少しでも学業に当てる時間が欲しいと皆には話していたらしかったが、たぶん一人でいることを好んだのだろう。数理応用学もそんな感じだし。
「お姉さまああああ」
ちょうど紅茶を一口飲んだタイミングで、ディアナの声が食堂に響いた。
戦士クラスの彼女がここに来るのは珍しい。一般クラスとは授業の組まれ方が違うので、昼休みの時間が合わないからだ。
「どうしたのディアナ?」
「うーん、お姉さま。今日もすべすべで気持ちいいですわ」
私の言葉も気にせずに、彼女は後ろから腕を絡ませると頬を擦りつけてくる。
ディアナって本当に可愛いし、すべすべの肌も凄く気持ちいい。
そんなことを思うが、それは言わずにもう一度訊いてみた。
「ねえ、授業は?」
「クラスの模擬戦で全員を秒で倒したら、今日はもう帰っていいと言われたのですわ」
「えっ!? そ、そうなのね……」
「で、お姉さまに会いたくて、急いできたのですわ」
戦士クラスは男子生徒がほとんどのはず……そこで全員を秒で倒すとかありえるのかしら。
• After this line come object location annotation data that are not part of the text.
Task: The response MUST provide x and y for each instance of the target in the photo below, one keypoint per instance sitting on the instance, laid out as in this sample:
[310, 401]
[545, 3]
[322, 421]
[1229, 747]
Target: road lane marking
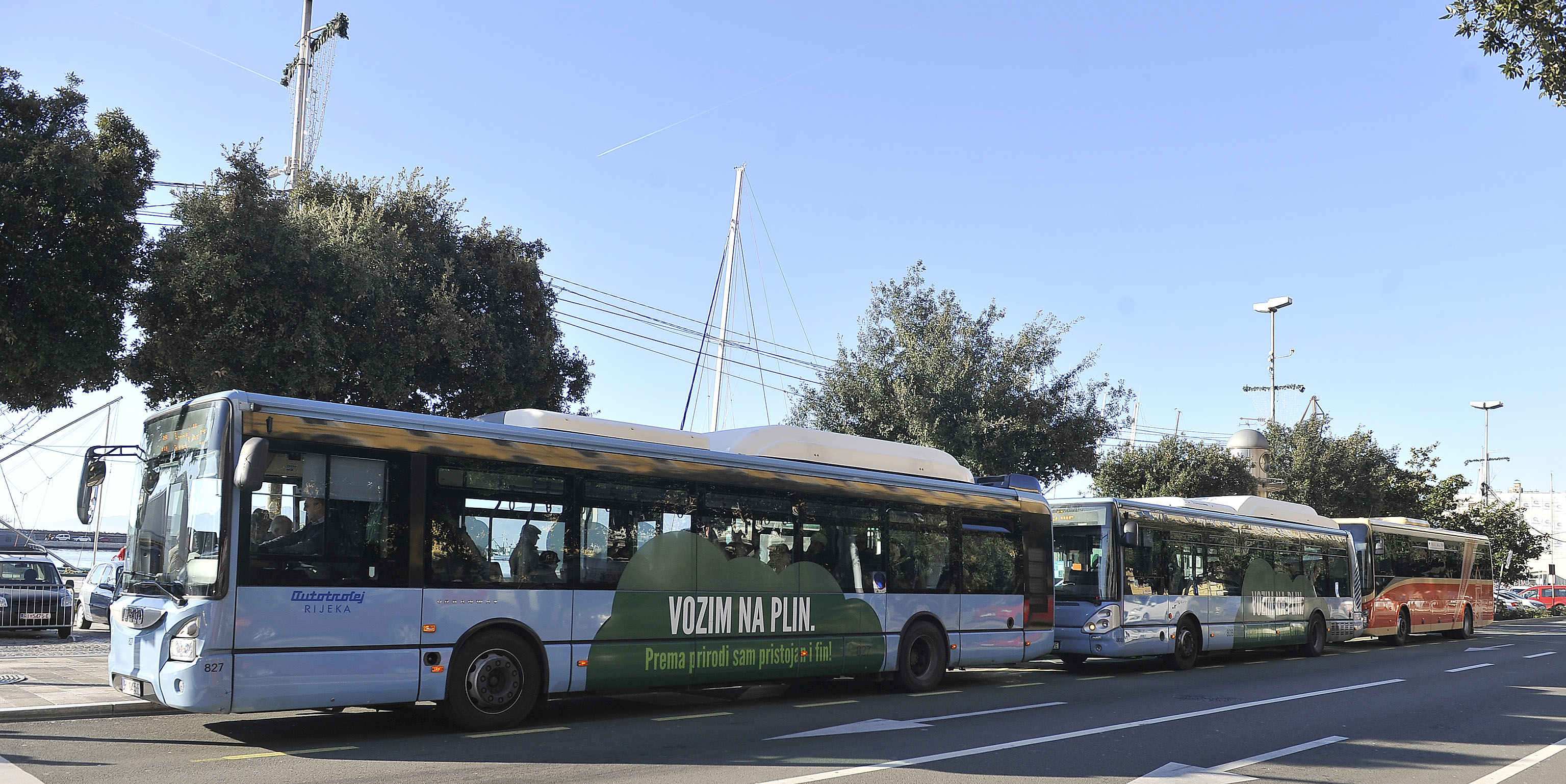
[1220, 774]
[885, 725]
[278, 753]
[10, 774]
[519, 731]
[1524, 764]
[696, 716]
[1067, 736]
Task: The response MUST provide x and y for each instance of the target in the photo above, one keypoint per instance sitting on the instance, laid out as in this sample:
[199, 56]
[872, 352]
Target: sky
[1142, 171]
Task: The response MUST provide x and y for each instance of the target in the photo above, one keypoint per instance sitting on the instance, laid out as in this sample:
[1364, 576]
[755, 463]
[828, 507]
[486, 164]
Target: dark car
[34, 595]
[97, 592]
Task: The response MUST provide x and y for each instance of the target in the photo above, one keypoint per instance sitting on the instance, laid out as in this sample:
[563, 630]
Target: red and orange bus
[1421, 580]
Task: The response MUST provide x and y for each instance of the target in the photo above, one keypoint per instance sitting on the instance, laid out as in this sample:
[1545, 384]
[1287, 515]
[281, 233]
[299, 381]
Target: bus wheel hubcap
[494, 681]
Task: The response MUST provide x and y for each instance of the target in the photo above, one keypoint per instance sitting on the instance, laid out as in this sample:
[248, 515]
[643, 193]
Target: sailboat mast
[729, 285]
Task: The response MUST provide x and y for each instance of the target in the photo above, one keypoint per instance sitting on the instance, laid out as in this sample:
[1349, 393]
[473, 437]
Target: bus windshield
[174, 539]
[1080, 553]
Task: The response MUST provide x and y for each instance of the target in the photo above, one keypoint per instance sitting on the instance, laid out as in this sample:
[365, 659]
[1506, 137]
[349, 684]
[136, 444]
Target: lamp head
[1272, 306]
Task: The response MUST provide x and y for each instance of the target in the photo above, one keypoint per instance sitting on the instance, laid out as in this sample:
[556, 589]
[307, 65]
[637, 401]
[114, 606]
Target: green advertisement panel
[688, 614]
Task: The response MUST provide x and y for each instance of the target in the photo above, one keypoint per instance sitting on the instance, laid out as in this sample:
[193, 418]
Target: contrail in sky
[181, 40]
[757, 90]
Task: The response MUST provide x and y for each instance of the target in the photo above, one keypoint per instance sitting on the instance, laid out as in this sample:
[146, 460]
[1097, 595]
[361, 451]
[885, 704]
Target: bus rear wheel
[921, 658]
[492, 683]
[1315, 637]
[1188, 645]
[1463, 633]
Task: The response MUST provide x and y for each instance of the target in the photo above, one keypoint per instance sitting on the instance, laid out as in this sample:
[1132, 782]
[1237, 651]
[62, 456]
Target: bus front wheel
[492, 683]
[1405, 630]
[1315, 637]
[1188, 645]
[921, 658]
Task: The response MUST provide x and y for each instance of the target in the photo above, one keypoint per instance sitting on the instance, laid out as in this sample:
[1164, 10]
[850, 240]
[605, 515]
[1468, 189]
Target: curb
[84, 711]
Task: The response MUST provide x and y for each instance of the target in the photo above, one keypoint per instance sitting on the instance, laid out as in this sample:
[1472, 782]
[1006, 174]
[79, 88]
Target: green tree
[1508, 534]
[1172, 468]
[929, 373]
[359, 292]
[1529, 34]
[68, 242]
[1340, 476]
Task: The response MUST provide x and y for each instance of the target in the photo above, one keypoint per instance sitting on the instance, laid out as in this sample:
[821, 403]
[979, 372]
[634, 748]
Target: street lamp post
[1483, 465]
[1272, 307]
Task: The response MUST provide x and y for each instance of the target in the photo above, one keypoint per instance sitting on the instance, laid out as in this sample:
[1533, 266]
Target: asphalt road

そんなことを考えながら、豊かな香りがするスープを口にした。
うーん、これ美味しいわ。
心の中でそう思いながら、楽しそうな視線をこちらへ向けているディアナに気がついた。
「ねえ、お昼は?」
「さっき、携帯食を食べたので十分ですわ」
「えっ……これ、食べる?」
秒で倒したのは大げさにせよ、模擬戦をやったのだ。携帯食だけじゃお腹が空いているだろうと、私はパンを半分ちぎって渡してやる。
すると、ディアナは瞳を輝かせ、私に向かって言った。
「い、いいのですか、お姉さま!?」
彼女の可愛い唇が、言葉に合わせて踊るように動いていく。それと同時に左手でパンを受け取ると、その唇の間に入れていった。
そのままの状態で食べるのね。
私はそう思いながらも、中庭へと目をやった。
色とりどりの花々。まるで舞踏会の正装をまとった男女が、風に合わせて優雅にダンスをしているようだ。
「ねえ、綺麗ね」
「はい、お姉さま」
と、一応は返事はするものの、私のほうを見続けるディアナ。
もう、庭のことを言っているのに……そう思った時だった。なにやらざわつく人だかりが、周囲を取り囲んでいる。
「何か騒がしいわね」
私はまた、皆が「あのお茶会のことを噂しているのだろう」と思っていた。
何か聞かれても「ええ」とか「そうね」とか愛想笑いをするくらいの反応しかできない。それが面倒だから、一人で食べていたのに……。